パスタぎらい/ヤマザキマリ著

洋食で何料理が好きですか?と訊かれたらイタリア料理と答える人が多いんぢゃないでしょうか。私もそうです。何故かと考えると昔喫茶店でシャカシャカとパルメザンチーズを掛けて飽きるほど食べたスパゲッティ(ナポリタンかミートソース)の記憶からでしょうか。余談ですが、イタリアにはあの丸い緑の筒に入ったパルメザンチーズというものは無く、著者は一時帰国からイタリアに戻る度に大量に買って帰るそうです。

ヤマザキマリ氏は17歳の時にフィレンツェに留学し、今年で通算35年になるそうです。その間、映画にもなった「テルマエ・ロマエ」が大ヒットし、一躍有名漫画作家になりました。彼女は貧乏画学生時代、ニンニク、塩胡椒、鷹の爪をオリーブオイルで和えただけの「アーリオ・オリエ・エ・ペペロンチーノ」というスパゲッティばかり食べていたそうです。材料費は20~30円。これに飽きた時は思い切って50円位出してトマトの水煮缶を買ってトマト仕立てにする。「フィレンツェに留学していた11年の間に、おそらくわたしは一生分のパスタを食べてしまったのかもしれない…」。パスタぎらいはこれが原因のようです。

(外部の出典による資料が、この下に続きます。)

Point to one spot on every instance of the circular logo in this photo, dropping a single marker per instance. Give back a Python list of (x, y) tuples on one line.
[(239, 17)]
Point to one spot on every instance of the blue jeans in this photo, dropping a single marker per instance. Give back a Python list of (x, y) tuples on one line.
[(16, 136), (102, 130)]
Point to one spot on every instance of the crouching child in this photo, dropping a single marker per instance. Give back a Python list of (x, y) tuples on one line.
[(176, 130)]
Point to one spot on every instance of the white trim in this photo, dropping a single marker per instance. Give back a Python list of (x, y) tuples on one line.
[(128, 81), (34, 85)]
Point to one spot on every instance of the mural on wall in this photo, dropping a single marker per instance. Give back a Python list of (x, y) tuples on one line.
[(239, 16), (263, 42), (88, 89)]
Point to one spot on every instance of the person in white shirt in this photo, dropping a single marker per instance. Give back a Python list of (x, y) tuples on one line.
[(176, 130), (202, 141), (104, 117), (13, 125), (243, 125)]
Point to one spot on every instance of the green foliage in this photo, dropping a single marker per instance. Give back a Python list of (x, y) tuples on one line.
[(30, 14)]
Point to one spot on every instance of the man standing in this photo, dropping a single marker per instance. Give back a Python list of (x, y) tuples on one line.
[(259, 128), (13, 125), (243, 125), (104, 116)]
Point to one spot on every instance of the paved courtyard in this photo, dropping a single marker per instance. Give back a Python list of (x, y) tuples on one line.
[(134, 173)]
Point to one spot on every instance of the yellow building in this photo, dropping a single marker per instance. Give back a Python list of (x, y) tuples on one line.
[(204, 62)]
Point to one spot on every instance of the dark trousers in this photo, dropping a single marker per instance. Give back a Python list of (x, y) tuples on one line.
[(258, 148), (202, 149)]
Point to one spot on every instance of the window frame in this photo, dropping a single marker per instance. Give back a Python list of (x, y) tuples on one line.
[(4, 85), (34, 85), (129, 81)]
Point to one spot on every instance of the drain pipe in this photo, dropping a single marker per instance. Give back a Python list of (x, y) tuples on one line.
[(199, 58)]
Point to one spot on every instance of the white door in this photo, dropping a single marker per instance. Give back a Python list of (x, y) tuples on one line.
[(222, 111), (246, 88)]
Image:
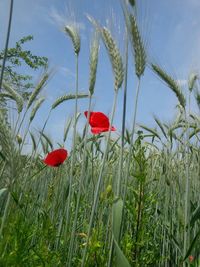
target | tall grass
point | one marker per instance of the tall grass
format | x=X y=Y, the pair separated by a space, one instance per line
x=126 y=201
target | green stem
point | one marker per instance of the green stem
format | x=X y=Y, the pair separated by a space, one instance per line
x=187 y=188
x=131 y=140
x=71 y=246
x=96 y=197
x=5 y=214
x=73 y=152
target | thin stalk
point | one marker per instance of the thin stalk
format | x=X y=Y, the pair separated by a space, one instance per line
x=71 y=246
x=7 y=42
x=96 y=196
x=122 y=138
x=187 y=188
x=123 y=116
x=131 y=139
x=73 y=148
x=5 y=214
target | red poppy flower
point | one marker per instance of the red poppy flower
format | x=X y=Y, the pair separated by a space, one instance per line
x=56 y=157
x=191 y=258
x=99 y=122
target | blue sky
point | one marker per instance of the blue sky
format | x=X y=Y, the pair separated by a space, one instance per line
x=171 y=29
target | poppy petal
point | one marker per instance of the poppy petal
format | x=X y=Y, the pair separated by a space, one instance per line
x=98 y=119
x=56 y=157
x=97 y=130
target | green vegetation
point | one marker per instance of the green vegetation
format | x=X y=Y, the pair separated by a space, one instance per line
x=129 y=201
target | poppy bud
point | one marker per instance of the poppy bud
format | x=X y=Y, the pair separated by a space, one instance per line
x=19 y=139
x=191 y=258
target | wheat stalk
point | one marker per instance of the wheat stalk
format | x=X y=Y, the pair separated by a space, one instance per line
x=138 y=46
x=115 y=57
x=74 y=35
x=15 y=96
x=38 y=89
x=37 y=105
x=64 y=98
x=94 y=51
x=172 y=84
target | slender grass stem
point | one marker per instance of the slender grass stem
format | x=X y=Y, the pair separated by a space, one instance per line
x=73 y=151
x=96 y=196
x=131 y=140
x=7 y=42
x=83 y=169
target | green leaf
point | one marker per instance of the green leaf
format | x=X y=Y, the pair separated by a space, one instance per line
x=121 y=259
x=192 y=245
x=195 y=216
x=117 y=217
x=2 y=190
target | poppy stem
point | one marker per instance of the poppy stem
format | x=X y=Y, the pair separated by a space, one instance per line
x=96 y=196
x=73 y=151
x=71 y=246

イタリア料理と言えばオリーブ油。これを切らすと台所はパニック。慌てて近所のスーパーで買ってきても事件は解決しません。各家庭にはそれぞれ御用達のオリーブ油の味があり、違う種類では家族は満足できないようです。ちなみに小皿にオリーブオイルを入れ、パンに付けて食べているのを最近良く見かけますが、本来あれはオリーブ油のテイスティングなんだそうです。

ワインも当然地元産。「ポルトガルに暮らしていた時は、近所の酒屋やスーパーマーケットの売り場に置かれていた八割が、ポルトガル産のワインだった」。スペインのワインを飲んでみたくなり、それを買おうとしたら、ポルトガルに居るのにスペインのワインを飲むなと店のオヤジに叱られた。これはイタリアでも同じようです。

チーズもワイン同様その地域産のものしかなかなか手に入らない。子供の頃はチーズが嫌いだったが14歳で初めてフランスに行った時に臭いも味も強烈なチーズを食べさせられて卒倒しそうになった。あちこち訪れた所で地元のチーズを食べさせられ、今ではかなりきついチーズも平気で食べられるようになったそうです。「こうした経験を踏まえて考えてみると、美味しいと思えないものを無理やり食べるところから、『味覚の外交力』が始まり、寛容性が生まれるのかもしれない。」

イタリアのパンは美味しくないと言っています。一番おいしいのは日本のパン。イタリアには「フォッカチャ」というイースト菌で発酵させない薄く平たいパンがあり、これには塩気があり、表面にオリーブオイルが染み出したりして結構おいしいそうです。ピッツァはインドや中東で食べられている平たいパンやフォッカチャに具をのせて焼いたものです。私がイタリアに行った時にピザを注文したら、薄い生地で六等分に切れていません。周りの客を見るとナイフとフォークで器用に食べていました。彼らは具材の乗った中心だけを食べるので、縁はいらないんだそうです。尚、生地が厚いピッツァは貧しい地域で作られ、貧しいシチリア移民がアメリカに持ち込んだという説があります。

イタリア料理は日本人にとってはフランス程ではないにせよ、少々高級感がありますが、イタリアの食文化は非常に保守的です。日本でも地方によって独特の味噌醤油文化があり、地元の人がそれに固執しているのと同じ感覚なんでしょう。著者が一時帰国した時「貧乏パスタ」が千円以上で周りはワイングラスの足を持ってクルクル回しているのを見て、かなりの違和感を覚えたようです。それに比べ 何でも貪欲に食べる日本人はイタリア人に比べて「味覚の外交力」が強いといえそうです。これ以外に私が知りたかった欧米でのモツ料理についても面白い話がありました。